I assume these are some of the thoughts someone at those companies had when brainstorming the notion of isolating and segregating everything into its own platform that users had to pay for individually and search at random to find what they wanted. It wasn't so much about how to let people enjoy the content these companies had created or controlled but how they could maximize their profits/income from it.
Today, what we are left with is a litany of services, some free but most paid via subscription, that have to be individually managed. What was left behind in this most recent change was everything that isn't part of those groups. A lot of old movies made by companies like Canon are almost impossible to find. The companies that owned those films are now defunct and their libraries sit in limbo, not owned by anyone or viewed as valuable enough to pay for to include in their platforms.
There was a time when you could get on Hulu and Netflix to watch just about every Chuck Norris movie ever made. Nowadays, I challenge anyone to find a streaming service that offers classic Chuck Norris flicks like Breaker! Breaker!, Hero and the Terror, or Silent Rage. The same thing goes for the classic Rambo movies. Not the reboots from the 2000s but the old ones from the '80s. I mean, these are classic movies, classic action flicks by icons in the industry even by today's standards. How are these films not available on the major streaming platforms that promise endless hours of entertainment?
Streaming was a change that promised unlimited access to the movies through the ages. In the beginning, that is pretty close to what we had. These days, platforms cater only to the new and the popular. Even streaming platforms are chopping their own content from their services for some reason. If I'm paying for your service to watch content you produced then why wouldn't you leave it there?
I'll tell you why. Greed.
Content requires disk space. Content delivery requires processing. Content delivery requires data throughput. Third party content typically requires licensing costs. Streaming platforms are all about operating at as low of a cost as possible to maximize income and profits from subscriptions. The more content they have to provide then the more disk space they need to pay for. Licensing costs and royalties to actors (and others) are paid per contract agreement and streaming output.

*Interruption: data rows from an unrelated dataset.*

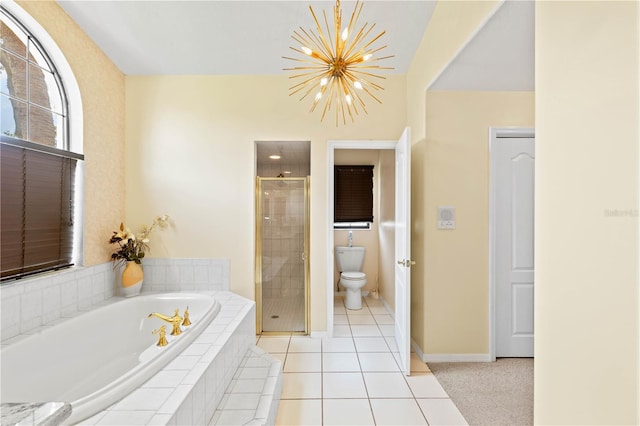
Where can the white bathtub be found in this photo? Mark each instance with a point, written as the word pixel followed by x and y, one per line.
pixel 95 359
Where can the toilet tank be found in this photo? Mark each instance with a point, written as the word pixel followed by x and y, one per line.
pixel 349 259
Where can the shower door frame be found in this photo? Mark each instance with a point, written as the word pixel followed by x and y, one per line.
pixel 305 255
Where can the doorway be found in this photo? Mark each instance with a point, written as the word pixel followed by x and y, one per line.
pixel 401 260
pixel 282 238
pixel 511 224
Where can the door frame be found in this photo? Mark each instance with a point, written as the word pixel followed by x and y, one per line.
pixel 331 147
pixel 494 134
pixel 306 256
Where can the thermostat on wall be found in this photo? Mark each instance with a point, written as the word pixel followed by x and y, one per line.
pixel 446 217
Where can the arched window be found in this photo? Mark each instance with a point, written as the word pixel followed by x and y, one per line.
pixel 38 168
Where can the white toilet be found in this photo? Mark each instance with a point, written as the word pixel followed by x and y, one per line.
pixel 349 261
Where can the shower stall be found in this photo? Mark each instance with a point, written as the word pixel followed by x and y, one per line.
pixel 282 253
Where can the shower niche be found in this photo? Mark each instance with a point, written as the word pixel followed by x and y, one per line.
pixel 282 237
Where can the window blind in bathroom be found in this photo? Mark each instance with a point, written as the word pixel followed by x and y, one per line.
pixel 36 211
pixel 353 193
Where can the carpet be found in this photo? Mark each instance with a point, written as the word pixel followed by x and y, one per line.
pixel 490 393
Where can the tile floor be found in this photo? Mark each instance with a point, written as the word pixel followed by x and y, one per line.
pixel 354 378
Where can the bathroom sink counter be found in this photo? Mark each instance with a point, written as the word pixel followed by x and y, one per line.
pixel 37 414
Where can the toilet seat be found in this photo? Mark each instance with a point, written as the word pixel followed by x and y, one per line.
pixel 353 276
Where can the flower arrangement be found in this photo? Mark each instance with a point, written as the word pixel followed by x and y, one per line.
pixel 132 247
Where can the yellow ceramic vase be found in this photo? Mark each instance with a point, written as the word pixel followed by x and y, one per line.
pixel 132 277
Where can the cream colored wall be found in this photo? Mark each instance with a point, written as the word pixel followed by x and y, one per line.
pixel 102 89
pixel 368 238
pixel 452 24
pixel 587 360
pixel 190 154
pixel 456 275
pixel 386 229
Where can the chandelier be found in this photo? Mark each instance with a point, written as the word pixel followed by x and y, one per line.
pixel 338 67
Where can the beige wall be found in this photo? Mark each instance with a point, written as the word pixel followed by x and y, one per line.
pixel 379 240
pixel 587 167
pixel 190 154
pixel 367 238
pixel 452 24
pixel 386 229
pixel 456 173
pixel 102 89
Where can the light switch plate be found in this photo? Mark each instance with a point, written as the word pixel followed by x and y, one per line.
pixel 446 217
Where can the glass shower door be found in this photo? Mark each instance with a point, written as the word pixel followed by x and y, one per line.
pixel 282 231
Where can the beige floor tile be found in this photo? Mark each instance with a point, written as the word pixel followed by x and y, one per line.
pixel 340 319
pixel 305 344
pixel 387 385
pixel 365 331
pixel 341 331
pixel 338 344
pixel 383 319
pixel 362 319
pixel 347 412
pixel 293 412
pixel 441 412
pixel 303 363
pixel 397 412
pixel 374 361
pixel 274 344
pixel 340 361
pixel 425 385
pixel 302 386
pixel 371 344
pixel 343 385
pixel 417 365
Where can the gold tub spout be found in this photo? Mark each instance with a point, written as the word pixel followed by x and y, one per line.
pixel 162 331
pixel 186 321
pixel 175 320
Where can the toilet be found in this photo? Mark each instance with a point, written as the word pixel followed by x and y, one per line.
pixel 349 261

By choosing content that is cheaper to license and/or includes cheaper royalties, platforms can offer "tons of content" but not "everything under the sun" to squeeze the most out of each subscription fee as possible.

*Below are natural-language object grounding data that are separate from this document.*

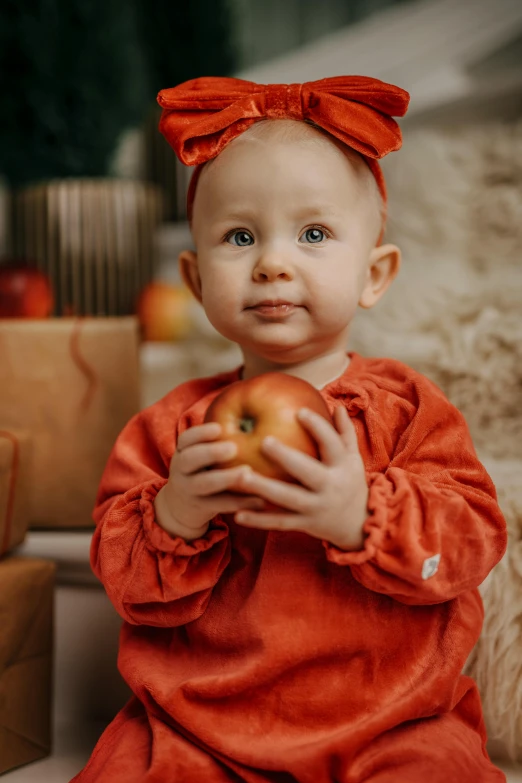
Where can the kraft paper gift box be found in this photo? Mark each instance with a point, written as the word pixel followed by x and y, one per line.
pixel 15 452
pixel 26 659
pixel 74 384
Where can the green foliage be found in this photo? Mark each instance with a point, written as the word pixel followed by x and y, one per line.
pixel 72 80
pixel 183 40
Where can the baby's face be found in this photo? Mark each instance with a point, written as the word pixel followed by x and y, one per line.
pixel 283 232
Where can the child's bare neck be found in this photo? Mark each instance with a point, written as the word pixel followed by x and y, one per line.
pixel 318 371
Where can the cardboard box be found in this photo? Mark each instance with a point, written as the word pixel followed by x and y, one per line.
pixel 14 487
pixel 26 660
pixel 74 384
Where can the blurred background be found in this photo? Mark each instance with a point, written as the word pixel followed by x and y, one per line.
pixel 94 321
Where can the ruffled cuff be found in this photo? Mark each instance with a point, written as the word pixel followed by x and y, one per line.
pixel 157 537
pixel 374 527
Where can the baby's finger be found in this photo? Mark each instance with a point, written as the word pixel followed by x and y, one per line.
pixel 203 455
pixel 209 431
pixel 230 503
pixel 210 482
pixel 331 446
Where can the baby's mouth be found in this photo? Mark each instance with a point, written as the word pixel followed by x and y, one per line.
pixel 273 308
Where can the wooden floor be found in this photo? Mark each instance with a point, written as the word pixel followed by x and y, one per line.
pixel 73 748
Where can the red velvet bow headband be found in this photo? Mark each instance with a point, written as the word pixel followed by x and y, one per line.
pixel 201 116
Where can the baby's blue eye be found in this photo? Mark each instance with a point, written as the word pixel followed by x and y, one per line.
pixel 314 235
pixel 240 239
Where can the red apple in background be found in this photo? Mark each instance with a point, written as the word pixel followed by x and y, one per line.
pixel 268 404
pixel 25 292
pixel 164 311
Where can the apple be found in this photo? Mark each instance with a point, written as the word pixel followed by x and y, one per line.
pixel 25 291
pixel 164 311
pixel 267 404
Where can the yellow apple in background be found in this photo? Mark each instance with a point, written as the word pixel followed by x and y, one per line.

I miss the days of being able to find damn near anything over a small number of platforms compared to today of not being able to find anything but the newest content spread across dozens of platforms. Since the invention of Napster and the whole "downloading music is piracy" days with Metallica, creators have abhorred sharing sites and apps like Napster and ShareBear but as streaming platforms reduce their offerings so less current or less popular shows and movies become harder and harder to find I think we will see a resurgence of these "pirate" services. People will want to watch these shows, to share them with their children, to reminisce with childhood favorites, to explore classic movies that their friends may have recommended, or just in general to expand their horizons and watch things they've never seen before. But in the absence of platforms that offer these flicks, people will turn to other sources to find what it is they want to watch.
Streaming started off with a promise to let us watch what we wanted when we wanted and from anywhere. Nowadays, that promise is slowly being eroded. Change dictates that new content will replace the old but back in the day you could still find the old stuff in terms DVD sales at retail stores and Redbox locations. Most major retailers only sell limited options for DVDs and Redbox seems to be dying like Blockbuster. This lose of retail options combined with the growing lose of content on streaming platforms will only lead back to the dreaded days of digital piracy.